Cela contribue certainement à façonner l’opinion publique aux USA, largement sceptique sur l’Irak, et à rendre peu attractif le métier de soldat. En effet, alors que es désertions dans le corps de la Garde nationale n’ont jamais été aussi élevées qu’au cours des deux dernières années, pour la première fois depuis six ans - et donc aussi depuis les attentats du 11 septembre 2001- le Pentagone n’a pas atteint ses objectifs de recrutement. Il visait 88’000 nouveaux volontaires, il en a recruté à peine plus de 80’000 ! L’élévation de 35 à 42 ans de la limite d’âge pour le recrutement va probablement permettre de corriger un peu ce déficit, mais le problème demeure.
Rétablir le Draft ?

Dans ce contexte, une invasion de l’Irak paraît assez peu vraisemblable. A moins que l’administration Bush décide de s’attaquer à un tabou, celui de la conscription.

Supprimée en 1972, en pleine guerre du Vietnam, la conscription, le Draft, reste pour le moment tabou aux Etats-Unis. Les campagnes sur la menace que l’Iran pourrait représenter pour la sécurité du pays visent justement à légitimer sa réintroduction. Pour le moment cependant, cela semble une hypothèse lointaine : la réintroduction de la conscription, combinée à une situation sociale tendue, pourrait susciter une explosion digne de celles de la fin des années soixante.

Certes, cela ne signifie en aucun cas que l’administration républicaine n’y songe pas. Reste à savoir si, à quelques mois des élections au Congrès et avec une opinion publique largement défavorable à l’actuel président, elle est prête à courir le risque de s’offrir l’embrasement des principales viles du pays. C’est pourquoi, l’intervention militaire contre l’Iran devrait, pour le moment, rester un cas de figure relativement lointain.
De quoi dormir tranquilles ?

Pas vraiment. La situation au Moyen Orient est trop complexe pour que les Etats-Unis puissent se permettre de laisser faire. L’hypothèse d’un Iran disposant de l’arme atomique, on l’a vu, est un cauchemar non seulement pour Washington, mais également pour l’ensemble de ses alliés dans le monde arabe, à commencer par l’Arabie Saoudite. Mais c’est aussi un cauchemar pour l’Etat d’Israël.

C’est probablement de ce dernier, comme souvent, que pourrait venir la « solution ». En 1982, la controverse sur le nucléaire de Saddam Hussein avait été réglée de manière fort simple : les F-16 israéliens avaient bombardé et détruit le réacteur nucléaire irakien - livré par la France- de Tikrit.
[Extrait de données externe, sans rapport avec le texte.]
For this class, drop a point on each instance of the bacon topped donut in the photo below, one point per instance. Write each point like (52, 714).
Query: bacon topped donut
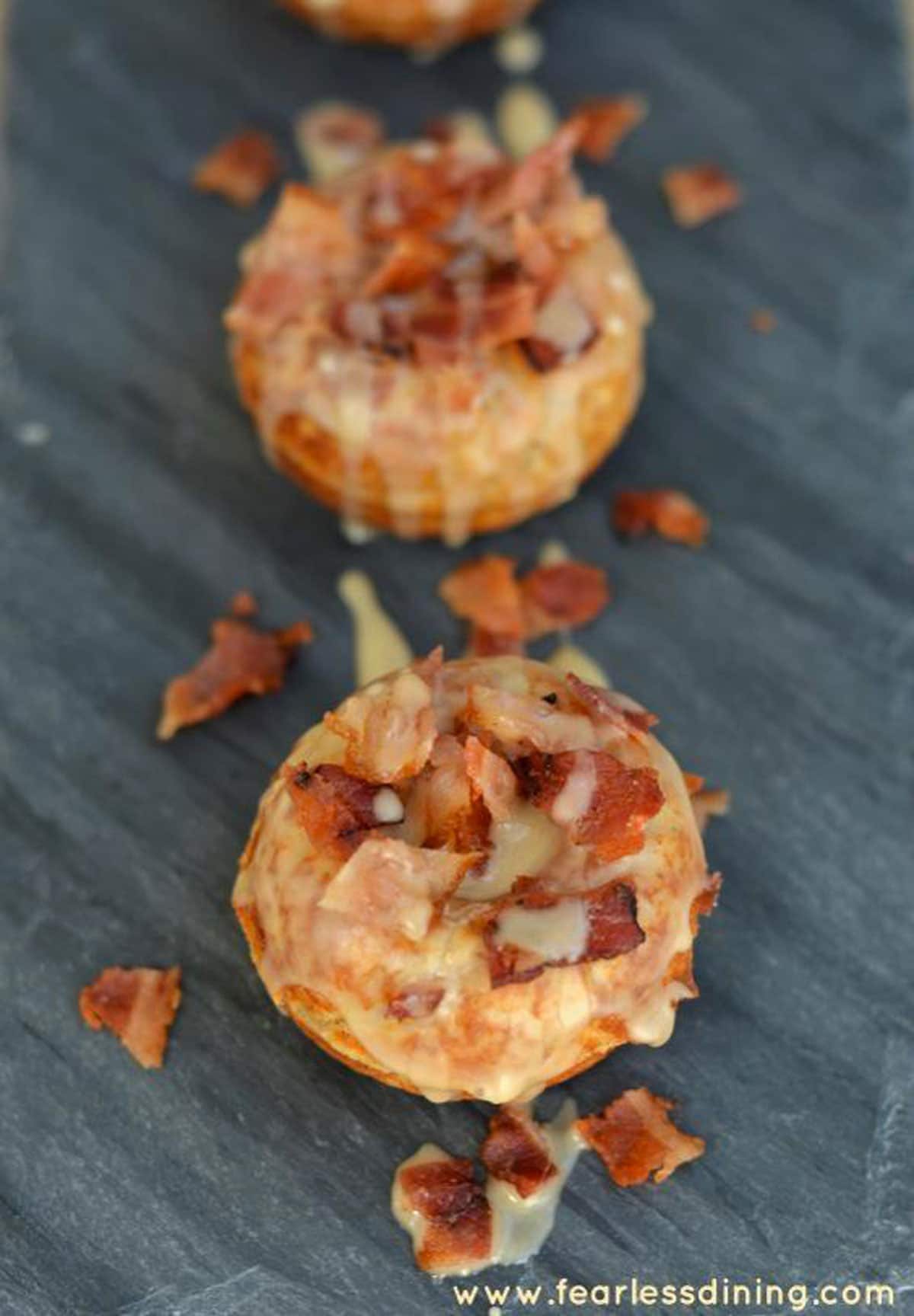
(476, 878)
(442, 340)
Une hypothèse semblable est ouvertement évoquée par la presse israélienne, d’autant que les sites iraniens de retraitement de l’uranium sont connus. Tout comme le sont d’ailleurs la plupart des ingénieurs iraniens par les services israéliens avec qui ils avaient étroitement collaboré à l’époque du chah.

Ce sont ainsi probablement des bombardements israéliens sur des centres de production iraniens, situés au cœur de centres habités combinés à une subite hécatombe de scientifiques iraniens qui nous attendent. Autant de violations de la légalité internationale qu’aucun prétexte anti-atomique ne saurait autoriser.

EXERGUE : Aux Etats-Unis, la réintroduction de la conscription, du Draft, combinée à une situation sociale tendue, pourrait susciter une explosion digne de celles de la fin des années soixante.